Michael Tippett's postcard to Alan Bush showing Bush's address Michael Tippett's postcard to Alan Bush, showing Tippett's message
Michael Tippett's postcard to Alan Bush. 7th October 1936. MS Mus. 499.

© The Sir Michael Tippett Will Trust. Reproduced with permission.

Tippett’s attempts to get Wilf freed failed when he was sentenced to 28 days hard labour. The composer spent more of his meagre financial resources on a failed appeal against the sentence, as a second letter to Alan Bush shows:

'My dear Alan, I was glad to hear from Wilf by phone that you were in touch with him… I have compromised myself so to speak for the whole amount & shall pay the remainder…[3]'

A Painful End

The love relationship between the two young men came to an end in August, 1938, when Wilf Franks told Tippett of his intention to marry. The news came as a bitter blow to the composer, ‘It was as if a whole dam had opened’[4] he wrote. Tippett was plunged into a personal crisis, and he sought healing in Jungian psychoanalysis. Despite the painful split, Wilf Franks and his new love Meg Masters continued to work with Tippett on creative events such as a 1939 Symphony of Youth in Brockwell Park, South London. At this time Tippett was working on the libretto for a new oratorio. The poetry of Owen and Blake, the anti-fascist, anti-imperialist politics which Franks and Tippett had embraced and the Jungian analysis in which Tippett sought healing, would all find their way into the libretto of the oratorio which became Tippett’s most famous work, A Child of Our Time.

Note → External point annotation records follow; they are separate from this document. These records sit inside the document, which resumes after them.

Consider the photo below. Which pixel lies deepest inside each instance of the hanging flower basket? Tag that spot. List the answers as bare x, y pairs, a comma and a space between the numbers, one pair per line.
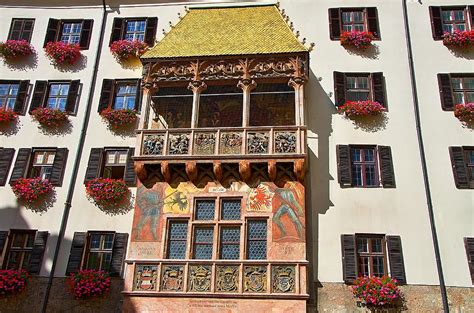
125, 49
377, 292
359, 40
32, 190
7, 116
106, 192
12, 281
50, 117
465, 112
459, 39
87, 284
119, 118
13, 49
361, 108
63, 53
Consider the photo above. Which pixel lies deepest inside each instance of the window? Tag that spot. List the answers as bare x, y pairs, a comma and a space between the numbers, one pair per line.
371, 259
99, 252
21, 29
115, 163
364, 167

By the time A Child of Our Time premiered in 1944, Wilf Franks and Michael Tippett were fully estranged. It would be some 40 years until the friendship was rekindled. A recently discovered letter sent from Tippett to Franks gives an interesting insight into the composer's feelings towards his old friend at the time of the reunion.[5] The composer wrote, 'As you have my phone no. now, will you keep it close to your heart', Tippett then adds, with a nod to the painful past and with a touch of humour, 'or even throw it once more into the dustbin'. He signs the letter 'Love Mike', the affectionate name that Wilf had always used. Although living at opposite ends of the country, the two men, who both lived into their 90s, remained friends for the rest of their lives.

Danyel Gilgan

References

[1] Schuttenhelm, Thomas, Selected Letters of Michael Tippett (Faber and Faber, 2005), page 233.

[2] Tippett, Michael, Those Twentieth-Century Blues: An Autobiography (Hutchinson, 1991), page 58.

[3] Tippett letter to Alan Bush. 20th October 1936. British Library Alan Bush Collection, MS Mus. 449.

[4] Tippett, Michael, Those Twentieth-Century Blues: An Autobiography (Hutchinson, 1991), page 62.

[5] The recently discovered letter from Michael Tippett to Wilfred Franks is held in the Franks family collection and is quoted here with permission from The Sir Michael Tippett Will Trust.